Important: Cloud Browser is a runtime, not an agent SDK

Gologin Cloud Browser provides a remote browser connection endpoint. Gologin does not ship built-in functions like click(), type(), or extract(). All browser actions are performed by your code using an automation library such as Playwright or Puppeteer.

Do I need to write these agent tools myself?

Yes, but it’s typically straightforward. Most AI agent frameworks already support “tool calling” (functions the agent can invoke). You implement a small set of wrappers around Playwright/Puppeteer and expose them as tools. A minimal set is usually enough:
  • open_url(url)
  • click(selector)
  • type(selector, text)
  • wait_for(selector | timeout)
  • extract_text(selector | page)
  • screenshot()
  • close_session()
These are not special Gologin APIs — they are thin wrappers around standard Playwright/Puppeteer commands, executed against a Cloud Browser session.

Critical: session management across tool calls

This is the most important architectural concern for agent workflows. An AI agent calls tools sequentially across multiple steps. Each tool call must reuse the same browser connection — if you create a new puppeteer.connect() on every tool call, you lose cookies, local storage, and page state between steps. Recommended pattern: maintain a session singleton on your tool server.
// session.js — shared browser/page instance
let _browser = null;
let _page = null;

const TOKEN = process.env.GOLOGIN_TOKEN;
const PROFILE_ID = process.env.GOLOGIN_PROFILE_ID;

async function getSession() {
  if (_browser && _browser.isConnected()) {
    return { browser: _browser, page: _page };
  }

  const cloudBrowserUrl = `https://cloudbrowser.gologin.com/connect?token=${TOKEN}&profile=${PROFILE_ID}`;
  _browser = await puppeteer.connect({
    browserWSEndpoint: cloudBrowserUrl,
    defaultViewport: null,
  });

  const pages = await _browser.pages();
  _page = pages[0] || await _browser.newPage();

  return { browser: _browser, page: _page };
}

async function closeSession() {
  if (_browser) {
    await _browser.close();
    _browser = null;
    _page = null;
  }
}

module.exports = { getSession, closeSession };
Each tool then calls getSession() to get the shared instance:
// tools.js
const { getSession } = require('./session');

async function open_url(url) {
  const { page } = await getSession();
  await page.goto(url, { waitUntil: 'domcontentloaded' });
  return { url: page.url(), title: await page.title() };
}

async function extract_text(selector) {
  const { page } = await getSession();
  const el = await page.$(selector);
  if (!el) return { found: false };
  return { found: true, text: await el.evaluate(e => e.innerText) };
}

What should tools return to the agent?

Return small, structured results so the agent can continue reliably, for example:
  • current URL
  • extracted text / JSON
  • whether an element was found
  • screenshot reference (if you store it)
  • error type (timeout, navigation error, etc.)

Operational notes

  • Security: keep the token server-side; never embed it into client apps.
  • Session management: close sessions when done to avoid hitting concurrency limits.
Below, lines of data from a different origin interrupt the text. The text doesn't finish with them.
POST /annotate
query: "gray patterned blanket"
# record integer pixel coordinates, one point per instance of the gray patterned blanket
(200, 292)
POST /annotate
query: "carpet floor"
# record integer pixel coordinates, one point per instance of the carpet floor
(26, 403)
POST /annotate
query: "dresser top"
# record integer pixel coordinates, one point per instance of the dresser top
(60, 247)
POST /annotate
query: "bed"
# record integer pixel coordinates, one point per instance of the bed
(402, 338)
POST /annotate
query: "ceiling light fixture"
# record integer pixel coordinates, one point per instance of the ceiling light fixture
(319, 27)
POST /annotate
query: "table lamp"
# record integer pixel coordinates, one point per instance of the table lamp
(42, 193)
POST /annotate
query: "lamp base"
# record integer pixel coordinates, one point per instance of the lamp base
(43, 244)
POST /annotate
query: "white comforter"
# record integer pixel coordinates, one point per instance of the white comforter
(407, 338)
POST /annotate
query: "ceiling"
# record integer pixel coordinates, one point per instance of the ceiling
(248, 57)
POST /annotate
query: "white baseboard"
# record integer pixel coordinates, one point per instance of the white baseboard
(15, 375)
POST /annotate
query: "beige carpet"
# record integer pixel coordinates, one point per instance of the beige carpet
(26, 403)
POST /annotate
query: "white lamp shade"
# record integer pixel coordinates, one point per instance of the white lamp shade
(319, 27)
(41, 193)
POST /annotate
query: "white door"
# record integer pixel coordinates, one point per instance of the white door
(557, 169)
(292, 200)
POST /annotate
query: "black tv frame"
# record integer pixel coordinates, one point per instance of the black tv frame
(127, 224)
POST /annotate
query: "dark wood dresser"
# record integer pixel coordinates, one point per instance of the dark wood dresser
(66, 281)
Call closeSession() when the agent workflow completes.
  • Reliability: add retries/backoff for transient failures (timeouts, navigation errors).
  • Observability: for debugging, you can open Live View when available. Example URL format: https://cloudbrowser.gologin.com/browsers/{profileId}/{sessionId-or-view-token}/

Limitations

  • Results depend on the target website and your configuration.
  • Websites may block automation; Cloud Browser is a runtime, not a guarantee.
  • Connecting to the same profile from multiple simultaneous sessions may cause conflicts — use one connection per profile at a time.